“All outstanding shares of the Company’s Common Stock . . . are subject to (i) a right of first refusal in favor of the Company upon any proposed transfer . . .; and (ii) a lock-up or market standoff agreement . . . .”
–National Venture Capital Association Model Stock Purchase Agreement, Section 2.2(c)
“Each employee and consultant has assigned to the Company all intellectual property rights he or she owns that are related to the Company’s business as now conducted and as presently proposed to be conducted.”
–National Venture Capital Association Model Stock Purchase Agreement, Section 2.8
“Each former Key Employee whose employment was terminated by the Company has entered into an agreement with the Company providing for the full release of any claims against the Company . . . arising out of such employment.”
–National Venture Capital Association Model Stock Purchase Agreement, Section 2.16(f)
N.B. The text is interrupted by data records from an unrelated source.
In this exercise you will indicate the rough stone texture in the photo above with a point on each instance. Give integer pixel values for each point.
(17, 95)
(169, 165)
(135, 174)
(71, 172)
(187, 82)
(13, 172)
These are but a few of the many representations that a startup company is asked to make in a Series A Preferred Stock Purchase Agreement. Such standard representations and warranties are a sort of roadmap to the most common mistakes made by newly formed companies. Entrepreneurs are advised to review such representations at formation of the company instead of waiting until capital is sought. It is relatively effortless for a company to adopt policies and practices at the outset both to stay out of trouble and to ensure that it will be able to make these representations when the time comes. Without such policies and practices in place, a company may find itself unable to attract capital, or with a difficult, transaction-delaying and expensive corporate cleanup process to complete as a prerequisite to raising money.